International Journal of Molecular Sciences ◽

10.3390/ijms22031462 ◽

2021 ◽

Vol 22 (3) ◽

pp. 1462 ◽

Cited By ~ 1

Author(s):

Semen Nesterov ◽

Yury Chesnokov ◽

Roman Kamyshinsky ◽

Alisa Panteleeva ◽

Konstantin Lyamzaev ◽

...

Keyword(s):

Oxidative Phosphorylation ◽

Atp Synthase ◽

Electron Tomography ◽

Atp Synthesis ◽

Proton Pumps ◽

Inner Mitochondrial Membrane ◽

Oxidative Phosphorylation System ◽

Subtomogram Averaging ◽

Without Energy Dissipation ◽

Atp Synthases

The existence of a complete oxidative phosphorylation system (OXPHOS) supercomplex including both electron transport system and ATP synthases has long been assumed based on functional evidence.

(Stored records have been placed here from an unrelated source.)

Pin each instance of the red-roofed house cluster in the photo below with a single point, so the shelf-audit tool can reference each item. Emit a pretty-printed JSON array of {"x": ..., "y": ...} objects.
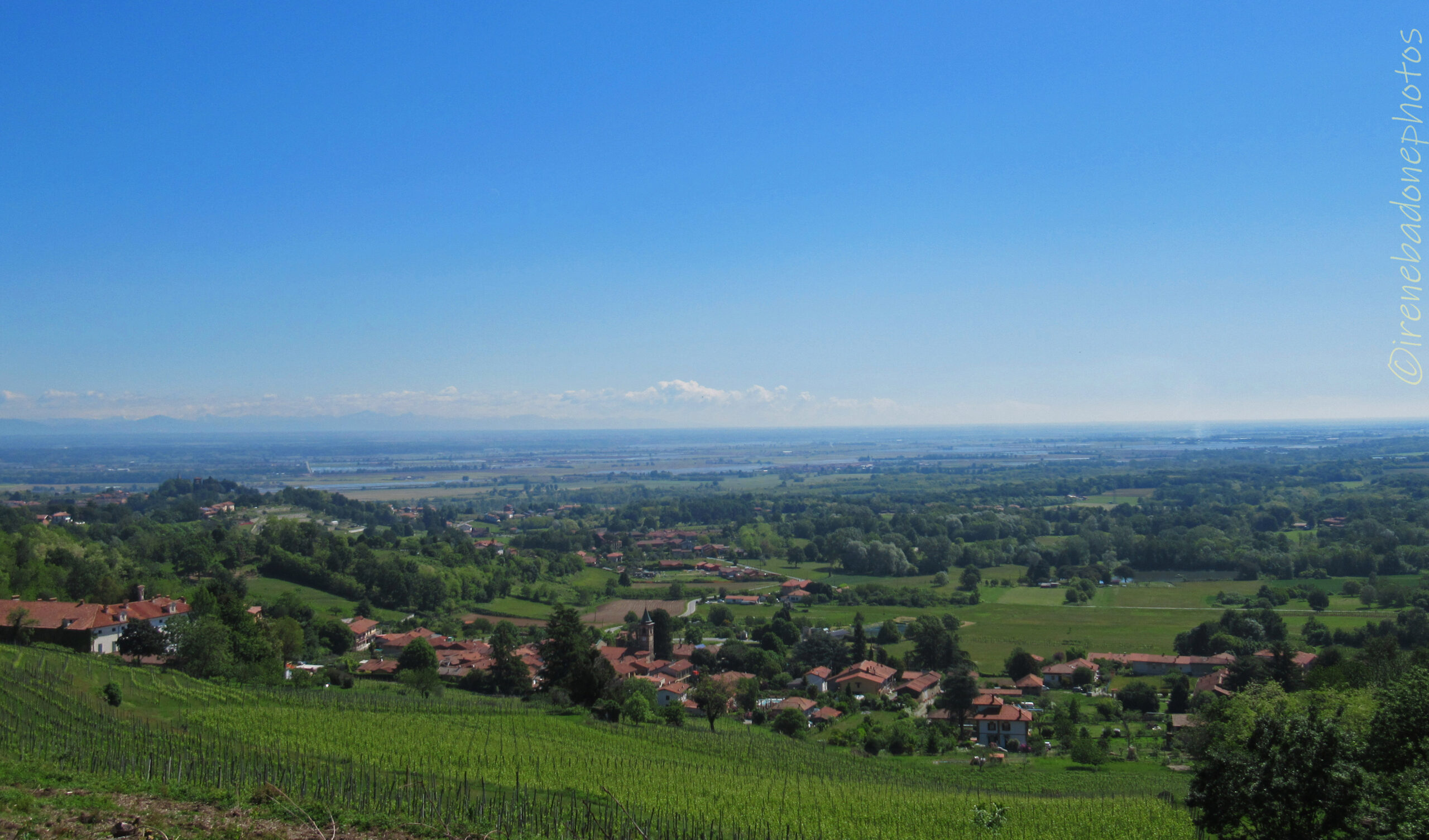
[
  {"x": 80, "y": 626},
  {"x": 672, "y": 678},
  {"x": 456, "y": 657}
]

However, no structural confirmation of the docking between ATP synthase and proton pumps has been obtained. In this study, cryo-electron tomography was used to reveal the supramolecular architecture of the rat heart mitochondria cristae during ATP synthesis. Respirasome and ATP synthase structure in situ were determined using subtomogram averaging. The obtained reconstructions of the inner mitochondrial membrane demonstrated that rows of respiratory chain supercomplexes can dock with rows of ATP synthases forming oligomeric ordered clusters. These ordered clusters indicate a new type of OXPHOS structural organization. It should ensure the quickness, efficiency, and damage resistance of OXPHOS, providing a direct proton transfer from pumps to ATP synthase along the lateral pH gradient without energy dissipation.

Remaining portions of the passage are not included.